I started to see the colours

Authors: arh. Stefan Pavaluta
Firm: SC VINKLU XYZ SRL

Collaborators:
Curator: Andreiana Mihail
Organizator: Asociatia prin Banat
Echipa de proiect: Simona Giura, Radu Piloca, Ioana Tiran, Alina Pintilie, Claudia Vancea, Otilia Galescu, Cristian Sitov, Alexandra Palconi – Sitov
Photo: Andrei Infinit

Authors’ Comment

"I started to see colors" is an exhibition of naive art from Serbia and Romania. The 35 presented works compose a route between the dominant themes of naive art: work, nature, family, free time, religious holidays and traditions.
The exhibition is hosted in the Stefania Palace and the main intention of the project was to propose a succession of spaces of different sizes and intensities that lead you to a final "destination" - you start from home and end up in a "house". The entrance is through a bright corridor that refers to the habits of the old iconographers who took a moment of rest to rinse their eyes before starting to paint.
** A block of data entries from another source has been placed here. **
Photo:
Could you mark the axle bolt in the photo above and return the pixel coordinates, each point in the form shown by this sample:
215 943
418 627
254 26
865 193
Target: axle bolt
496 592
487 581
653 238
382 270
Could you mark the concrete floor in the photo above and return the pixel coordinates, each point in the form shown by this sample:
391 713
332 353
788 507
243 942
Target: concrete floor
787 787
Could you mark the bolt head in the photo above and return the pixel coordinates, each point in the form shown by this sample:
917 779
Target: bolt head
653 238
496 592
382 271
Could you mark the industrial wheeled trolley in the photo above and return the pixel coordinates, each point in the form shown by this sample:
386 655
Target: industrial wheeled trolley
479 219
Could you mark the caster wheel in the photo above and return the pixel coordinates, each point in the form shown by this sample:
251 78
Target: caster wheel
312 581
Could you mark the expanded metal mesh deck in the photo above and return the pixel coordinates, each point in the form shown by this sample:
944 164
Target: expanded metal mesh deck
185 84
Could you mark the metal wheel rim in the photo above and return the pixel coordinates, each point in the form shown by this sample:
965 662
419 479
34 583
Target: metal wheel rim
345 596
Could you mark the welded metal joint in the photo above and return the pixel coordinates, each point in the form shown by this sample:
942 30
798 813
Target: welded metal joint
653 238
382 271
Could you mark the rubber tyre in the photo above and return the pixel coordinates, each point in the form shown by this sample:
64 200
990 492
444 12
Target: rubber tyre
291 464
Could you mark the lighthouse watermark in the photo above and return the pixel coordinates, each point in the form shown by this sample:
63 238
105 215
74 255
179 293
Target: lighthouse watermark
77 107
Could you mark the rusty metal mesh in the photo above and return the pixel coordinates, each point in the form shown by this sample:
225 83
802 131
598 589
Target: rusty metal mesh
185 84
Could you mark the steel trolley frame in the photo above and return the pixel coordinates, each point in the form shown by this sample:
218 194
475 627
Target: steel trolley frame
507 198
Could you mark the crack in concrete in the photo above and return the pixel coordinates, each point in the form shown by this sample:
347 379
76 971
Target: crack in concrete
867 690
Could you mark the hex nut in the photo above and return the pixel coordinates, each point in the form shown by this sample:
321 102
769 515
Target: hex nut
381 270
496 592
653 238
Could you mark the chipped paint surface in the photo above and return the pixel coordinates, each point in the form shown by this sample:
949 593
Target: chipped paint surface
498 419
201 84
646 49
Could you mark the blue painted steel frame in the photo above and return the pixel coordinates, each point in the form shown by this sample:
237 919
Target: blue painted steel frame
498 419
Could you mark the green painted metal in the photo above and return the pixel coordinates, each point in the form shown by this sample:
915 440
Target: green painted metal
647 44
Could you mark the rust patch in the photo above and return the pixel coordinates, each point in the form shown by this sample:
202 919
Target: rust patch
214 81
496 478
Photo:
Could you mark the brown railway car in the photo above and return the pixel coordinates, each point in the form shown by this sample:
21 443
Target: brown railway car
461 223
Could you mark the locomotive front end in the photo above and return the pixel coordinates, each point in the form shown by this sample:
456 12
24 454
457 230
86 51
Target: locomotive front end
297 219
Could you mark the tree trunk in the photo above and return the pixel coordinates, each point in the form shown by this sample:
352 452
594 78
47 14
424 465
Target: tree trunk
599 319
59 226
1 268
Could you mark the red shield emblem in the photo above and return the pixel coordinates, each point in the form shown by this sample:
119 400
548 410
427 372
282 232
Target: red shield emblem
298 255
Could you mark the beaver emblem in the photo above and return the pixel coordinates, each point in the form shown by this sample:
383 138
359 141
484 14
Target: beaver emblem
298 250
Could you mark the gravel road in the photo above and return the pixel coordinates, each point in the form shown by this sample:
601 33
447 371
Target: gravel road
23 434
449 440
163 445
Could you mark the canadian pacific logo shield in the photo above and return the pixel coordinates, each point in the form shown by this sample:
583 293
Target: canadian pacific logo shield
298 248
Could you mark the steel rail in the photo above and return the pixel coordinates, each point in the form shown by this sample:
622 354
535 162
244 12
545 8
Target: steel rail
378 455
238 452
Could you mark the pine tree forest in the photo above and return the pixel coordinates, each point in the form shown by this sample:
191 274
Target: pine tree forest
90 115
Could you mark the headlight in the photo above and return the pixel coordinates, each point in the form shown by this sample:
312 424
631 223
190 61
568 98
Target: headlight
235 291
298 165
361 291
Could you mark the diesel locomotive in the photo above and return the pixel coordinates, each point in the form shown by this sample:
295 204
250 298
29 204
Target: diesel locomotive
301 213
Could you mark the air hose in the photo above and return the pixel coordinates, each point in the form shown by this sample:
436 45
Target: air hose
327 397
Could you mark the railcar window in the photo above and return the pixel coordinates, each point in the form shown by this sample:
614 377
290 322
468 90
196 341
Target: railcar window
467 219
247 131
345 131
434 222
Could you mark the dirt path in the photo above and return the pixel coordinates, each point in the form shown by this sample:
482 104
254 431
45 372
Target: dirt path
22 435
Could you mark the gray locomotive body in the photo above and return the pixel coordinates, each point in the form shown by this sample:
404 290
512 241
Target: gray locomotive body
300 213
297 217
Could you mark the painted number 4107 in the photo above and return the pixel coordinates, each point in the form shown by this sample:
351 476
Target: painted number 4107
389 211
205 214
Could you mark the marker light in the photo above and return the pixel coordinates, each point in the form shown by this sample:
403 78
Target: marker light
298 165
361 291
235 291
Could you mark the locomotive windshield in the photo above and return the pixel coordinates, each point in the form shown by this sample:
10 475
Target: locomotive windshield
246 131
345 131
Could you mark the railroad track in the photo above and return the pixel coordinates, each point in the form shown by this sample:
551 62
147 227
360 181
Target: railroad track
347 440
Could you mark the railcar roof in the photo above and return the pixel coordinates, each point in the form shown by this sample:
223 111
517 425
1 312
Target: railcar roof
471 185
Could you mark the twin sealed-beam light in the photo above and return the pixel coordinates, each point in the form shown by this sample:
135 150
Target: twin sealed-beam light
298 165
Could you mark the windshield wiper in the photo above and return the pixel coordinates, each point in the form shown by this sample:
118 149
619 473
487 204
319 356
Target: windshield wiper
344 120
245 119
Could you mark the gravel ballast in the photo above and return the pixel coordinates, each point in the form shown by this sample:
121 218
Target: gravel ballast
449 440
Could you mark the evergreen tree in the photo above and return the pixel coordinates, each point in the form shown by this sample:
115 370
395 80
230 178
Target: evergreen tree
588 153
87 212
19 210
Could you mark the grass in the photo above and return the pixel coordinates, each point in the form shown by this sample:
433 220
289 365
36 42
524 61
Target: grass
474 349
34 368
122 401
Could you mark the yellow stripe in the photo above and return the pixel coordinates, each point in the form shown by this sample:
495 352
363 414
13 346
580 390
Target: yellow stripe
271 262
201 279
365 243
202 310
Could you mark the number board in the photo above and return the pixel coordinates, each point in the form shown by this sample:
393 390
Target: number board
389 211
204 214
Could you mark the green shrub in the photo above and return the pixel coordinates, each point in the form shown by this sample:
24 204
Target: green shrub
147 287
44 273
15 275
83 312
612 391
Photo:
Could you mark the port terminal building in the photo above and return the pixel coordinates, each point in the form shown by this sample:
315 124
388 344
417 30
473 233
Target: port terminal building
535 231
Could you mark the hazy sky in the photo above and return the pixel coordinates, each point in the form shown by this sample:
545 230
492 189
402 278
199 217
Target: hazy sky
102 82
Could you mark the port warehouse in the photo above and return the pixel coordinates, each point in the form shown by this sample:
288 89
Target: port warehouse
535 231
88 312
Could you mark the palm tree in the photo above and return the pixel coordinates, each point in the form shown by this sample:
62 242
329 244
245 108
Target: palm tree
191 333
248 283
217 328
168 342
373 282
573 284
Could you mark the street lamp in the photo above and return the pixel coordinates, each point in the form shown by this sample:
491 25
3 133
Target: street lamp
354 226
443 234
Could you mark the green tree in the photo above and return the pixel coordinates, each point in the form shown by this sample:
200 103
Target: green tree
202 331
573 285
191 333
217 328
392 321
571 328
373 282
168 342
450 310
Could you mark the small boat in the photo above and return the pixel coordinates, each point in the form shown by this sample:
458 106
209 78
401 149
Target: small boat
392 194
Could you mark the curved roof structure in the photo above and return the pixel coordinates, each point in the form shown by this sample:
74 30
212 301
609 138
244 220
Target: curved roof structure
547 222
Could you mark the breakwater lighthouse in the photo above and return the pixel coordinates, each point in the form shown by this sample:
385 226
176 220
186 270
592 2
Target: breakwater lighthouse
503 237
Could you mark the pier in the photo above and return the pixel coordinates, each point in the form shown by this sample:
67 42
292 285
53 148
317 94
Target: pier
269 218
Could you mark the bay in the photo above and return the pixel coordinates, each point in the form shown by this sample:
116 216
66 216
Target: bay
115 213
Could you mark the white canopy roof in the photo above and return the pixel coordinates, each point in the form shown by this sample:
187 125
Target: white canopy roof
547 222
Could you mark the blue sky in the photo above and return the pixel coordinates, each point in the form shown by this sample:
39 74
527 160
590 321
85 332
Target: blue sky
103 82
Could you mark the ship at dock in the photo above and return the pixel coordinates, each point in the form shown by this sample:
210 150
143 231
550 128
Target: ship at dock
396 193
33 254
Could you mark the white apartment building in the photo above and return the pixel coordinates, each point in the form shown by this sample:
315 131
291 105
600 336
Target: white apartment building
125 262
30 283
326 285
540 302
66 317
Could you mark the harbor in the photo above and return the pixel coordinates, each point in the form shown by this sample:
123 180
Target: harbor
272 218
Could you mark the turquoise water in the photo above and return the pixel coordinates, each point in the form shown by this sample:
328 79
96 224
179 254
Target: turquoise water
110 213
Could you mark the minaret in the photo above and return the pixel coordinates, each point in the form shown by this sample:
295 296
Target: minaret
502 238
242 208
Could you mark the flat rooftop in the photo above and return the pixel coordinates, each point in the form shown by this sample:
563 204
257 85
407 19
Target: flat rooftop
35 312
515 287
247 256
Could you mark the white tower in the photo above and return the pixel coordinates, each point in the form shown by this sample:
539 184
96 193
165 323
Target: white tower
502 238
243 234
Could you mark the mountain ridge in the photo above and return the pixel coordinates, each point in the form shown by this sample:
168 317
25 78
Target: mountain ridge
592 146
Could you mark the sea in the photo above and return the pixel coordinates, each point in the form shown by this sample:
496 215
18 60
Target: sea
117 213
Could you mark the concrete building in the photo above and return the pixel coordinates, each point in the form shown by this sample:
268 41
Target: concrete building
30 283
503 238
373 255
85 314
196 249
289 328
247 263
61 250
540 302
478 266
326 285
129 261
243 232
Neutral colored drapes propose new limits of space and a new dynamic; in this way, the visitor enters an atmosphere and begins to assimilate the energy of the exhibition and the space.
The main idea of the house in the house here has many nuances. The first objective decision was not to touch or finish the walls of the palace and then an independent solution resulted. The next important point was that the solution should contain or be composed of a system that can be dismantled and replicated in other spaces, and finally, the content of the exhibition which represents an amalgam of still-frames from everyday life and/or life" to the country" led to a thought of having visitors under one roof. Three clear corroborated points led to the idea of house-within-a-house. The construction was done entirely on site. The relationship with the existing limits was studied in the sense that the entrances were suitable and oversized according to the needs and the existing route, the "window" gaps propose a new rhythm in dialogue with the existing facade. From here there is also an interesting detail - you can be inside the Palace and at the same time outside the house, seeing the exhibition.
The interior route is solved by articulating the existing central pillar, as an element that generates spaces and forms different rooms that define both the route and the varnishing. The entire ground floor of the palace takes on a human dimension. The energy of the house results from the relationship between the domestic elements (wall-window, window-door, fireplace-corner), so well rooted in a collective memory
In a last over-dimension, the whole roof is open to the existing, with the visible structure to impose a rhythm of the space and a structure of the existing lighting. Lavender bouquets, picked/gathered locally, solve a problem of comfort and the olfactory trail present in an intervention in an old building.
Gathered together, there is a fundamental idea that I repeat, namely the depth of the proposal as it progresses and the stratification of energy in several dimensions - physical, sensory, visual.